I've never liked composing in Ableton for whatever reason. Just sitting in front of the computer makes it hard to get in the musical context, and even though I have the Akai APC-40 that makes it possible to mostly control Ableton without breaking out of the musical flow, it's never fully gelled for me. Maybe someday, but until then I have this Eloquencer sequencer from Winter Modular that makes it so much more immediate. I built the bones of this track (the Moduleur "bassline" and the Juno stringlike pads) in the Eloquencer, adding a stepped LFO to control a CV for the Moduleur's filter, and then added a TR-707 drum track. The Eloquencer has proper song creation, where you can chain patterns together and build song parts up into full songs, something I've always wanted -- it meshes with the way I've always put songs together. The TR-707 has something really similar (track writing) so I wrote A, B, and C parts, banged out a rough arrangement with Ableton, and then figured out exactly which patterns I'd need to put together to build the song in both the 707 and the Eloquencer.
Once the sequences were set, I could focus on performance for the parts, which for a synth driven by a sequencer just means twiddling knobs to change envelopes and cutoff frequencies and whatnot.
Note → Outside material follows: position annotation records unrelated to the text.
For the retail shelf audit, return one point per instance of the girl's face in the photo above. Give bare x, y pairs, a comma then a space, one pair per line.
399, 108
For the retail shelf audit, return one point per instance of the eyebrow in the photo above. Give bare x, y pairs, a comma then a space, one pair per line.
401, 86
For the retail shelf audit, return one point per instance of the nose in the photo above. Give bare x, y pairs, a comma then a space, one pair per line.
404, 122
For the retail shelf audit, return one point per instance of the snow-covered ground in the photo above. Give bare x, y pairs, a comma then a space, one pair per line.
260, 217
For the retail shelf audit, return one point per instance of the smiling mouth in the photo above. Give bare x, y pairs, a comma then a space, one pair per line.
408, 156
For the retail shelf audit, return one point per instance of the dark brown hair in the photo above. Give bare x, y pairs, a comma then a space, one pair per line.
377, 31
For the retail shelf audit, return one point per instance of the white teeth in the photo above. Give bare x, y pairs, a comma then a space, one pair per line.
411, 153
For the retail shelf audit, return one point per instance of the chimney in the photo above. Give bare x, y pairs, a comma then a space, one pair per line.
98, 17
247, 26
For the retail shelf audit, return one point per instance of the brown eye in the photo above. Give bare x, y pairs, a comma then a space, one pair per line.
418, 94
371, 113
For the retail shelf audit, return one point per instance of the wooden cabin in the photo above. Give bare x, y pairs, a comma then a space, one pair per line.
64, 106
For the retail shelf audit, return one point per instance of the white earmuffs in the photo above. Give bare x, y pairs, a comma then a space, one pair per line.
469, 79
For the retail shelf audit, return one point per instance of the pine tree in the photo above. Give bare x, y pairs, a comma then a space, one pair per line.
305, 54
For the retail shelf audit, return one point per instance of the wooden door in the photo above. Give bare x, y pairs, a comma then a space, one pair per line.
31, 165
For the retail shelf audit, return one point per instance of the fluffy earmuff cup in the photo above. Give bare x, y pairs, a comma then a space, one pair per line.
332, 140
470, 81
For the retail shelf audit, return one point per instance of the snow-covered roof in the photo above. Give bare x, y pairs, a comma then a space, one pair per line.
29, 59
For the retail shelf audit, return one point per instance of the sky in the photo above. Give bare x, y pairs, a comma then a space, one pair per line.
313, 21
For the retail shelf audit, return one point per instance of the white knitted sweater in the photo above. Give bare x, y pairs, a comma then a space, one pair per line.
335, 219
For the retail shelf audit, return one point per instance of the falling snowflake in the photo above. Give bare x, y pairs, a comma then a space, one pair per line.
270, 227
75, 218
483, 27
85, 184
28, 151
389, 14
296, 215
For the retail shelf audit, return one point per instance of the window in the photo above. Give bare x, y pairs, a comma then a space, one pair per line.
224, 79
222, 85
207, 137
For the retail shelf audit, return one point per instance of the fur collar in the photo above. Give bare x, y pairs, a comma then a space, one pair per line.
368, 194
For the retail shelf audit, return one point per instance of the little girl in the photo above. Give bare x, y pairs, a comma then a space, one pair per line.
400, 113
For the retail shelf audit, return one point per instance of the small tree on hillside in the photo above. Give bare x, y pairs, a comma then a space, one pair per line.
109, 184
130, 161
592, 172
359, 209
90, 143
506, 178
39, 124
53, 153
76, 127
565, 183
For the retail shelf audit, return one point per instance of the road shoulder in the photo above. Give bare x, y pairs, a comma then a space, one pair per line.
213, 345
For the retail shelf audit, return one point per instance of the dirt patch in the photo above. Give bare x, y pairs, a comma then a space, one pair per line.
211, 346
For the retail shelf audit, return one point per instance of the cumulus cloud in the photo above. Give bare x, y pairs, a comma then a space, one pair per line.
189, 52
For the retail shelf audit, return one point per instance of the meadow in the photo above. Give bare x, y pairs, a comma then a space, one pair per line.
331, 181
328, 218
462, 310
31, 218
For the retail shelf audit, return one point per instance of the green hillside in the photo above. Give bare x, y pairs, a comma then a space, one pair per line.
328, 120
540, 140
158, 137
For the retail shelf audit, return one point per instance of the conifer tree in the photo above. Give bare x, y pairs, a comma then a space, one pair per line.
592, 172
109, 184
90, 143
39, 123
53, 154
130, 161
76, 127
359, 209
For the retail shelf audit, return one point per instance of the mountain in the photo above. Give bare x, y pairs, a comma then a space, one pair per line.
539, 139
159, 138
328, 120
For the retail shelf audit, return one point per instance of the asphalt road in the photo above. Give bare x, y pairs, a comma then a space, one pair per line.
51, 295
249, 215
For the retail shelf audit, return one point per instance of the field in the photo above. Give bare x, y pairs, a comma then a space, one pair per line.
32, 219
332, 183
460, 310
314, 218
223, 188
It sounds so basic, but this has been a missing piece of the puzzle for me for as long as I've been trying to make synthesized music. I've never been able to figure out how to play the piece and adjust parameters of the sound at the same time. DAW automation has never clicked for me, but simply mapping out the structure of the song and then performing it - just as you would with acoustic instruments! - made perfect sense. Hopefully this is a strategy I can continue to refine and improve because it worked well.
I focused more heavily on mixing this time around too, after realizing that I had a bunch of Native Instruments and UAD plugins that I'd purchased years ago but never migrated over to this new desktop PC. I like where things landed with this... it doesn't sound flat or dry at least. It's opinionated and I like that about it.
Side note: I took a few hours yesterday to tune the filters in the Moduleur, something I'd never bothered to do. They're working so much better now! It was mostly a matter of switching a jumper to bridge two different pins so that the control voltages could swing between +/- 12V rather than 12V and GND. The filters never seemed effective and now I know why!